Асмунд покачал головой:
– Не надо. Я знаю одну бабку… Она отвары готовит такие, что три дня потом рачки лазишь.
Рудый в восторге развел руками:
– Он ее называет бабкой! А вчера еще кликал лапушкой, кошечкой, лебедушкой. Это вот такая…
Он нарисовал в воздухе ладонями нечто вроде кувшина с выгнутыми ручками и широченным днищем.
– Бабку, – подтвердил Асмунд грозно. Он еще не понял, где Рудый отыскал зацепку для насмешки, но засопел, метнул глазами молнию.
– Сколько весен твоей бабке?
– Не считал, – ответил Асмунд грозно, – а тебе чего?
– Да если под шестнадцать, то и в самом деле может вылечить. И если горяча в нужных местах.
Асмунд проревел грозно:
– Дурак, и не лечишься! Ей лет восемьдесят, если не сто… или тыщу. И она много видела-перевидела всякого. Такой вылечить или снять порчу – раз плюнуть и растереть.

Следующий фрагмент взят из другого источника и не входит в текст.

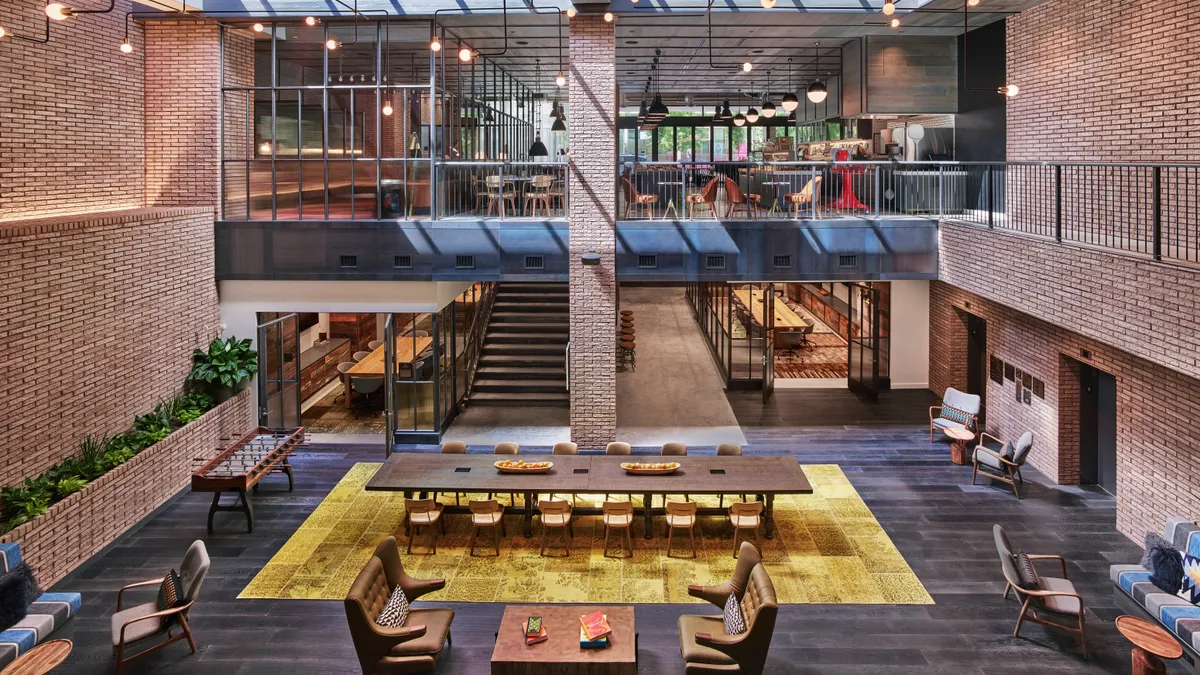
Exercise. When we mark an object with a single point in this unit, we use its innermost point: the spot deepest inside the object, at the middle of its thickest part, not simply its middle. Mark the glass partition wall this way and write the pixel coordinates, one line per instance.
(430, 363)
(359, 132)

Ингвар, морщась, поднял руки кверху:
– Прекратите! Где, говоришь, твоя бабка?
Асмунд удивился:
– Как где? Известно где. Где все бабки живут. Я имею в виду не простые всякие там бабки, а такие вот особенные. Бабки, что умеют и могут. Правда, захотят ли… Но тут уж как договоришься. Мало ли что восхочет. Такую не принудишь, не застращаешь. И так свой век пережила. А вот подарок ей какой или еще что…
– Где? – простонал Ингвар в бессильной злости. Сказал с расстановкой: – Где? Живет? Бабка?
– Где? – удивился Асмунд. – Рази я не сказал? В лесу, вестимо. В самом дремучем и темном. Непролазном. Где звери лютые, гады подколодные, упыри и лешие неумытые…
Ингвар прервал:
– Мы все теперь в таком лесу. Где именно? Как к ней пройти?
Асмунд смотрел на молодого воеводу сочувствующе. Лицо кривилось от жалости. Рудый предложил с готовностью:
– Хочешь, я тебе найду бабку лет на сто моложе?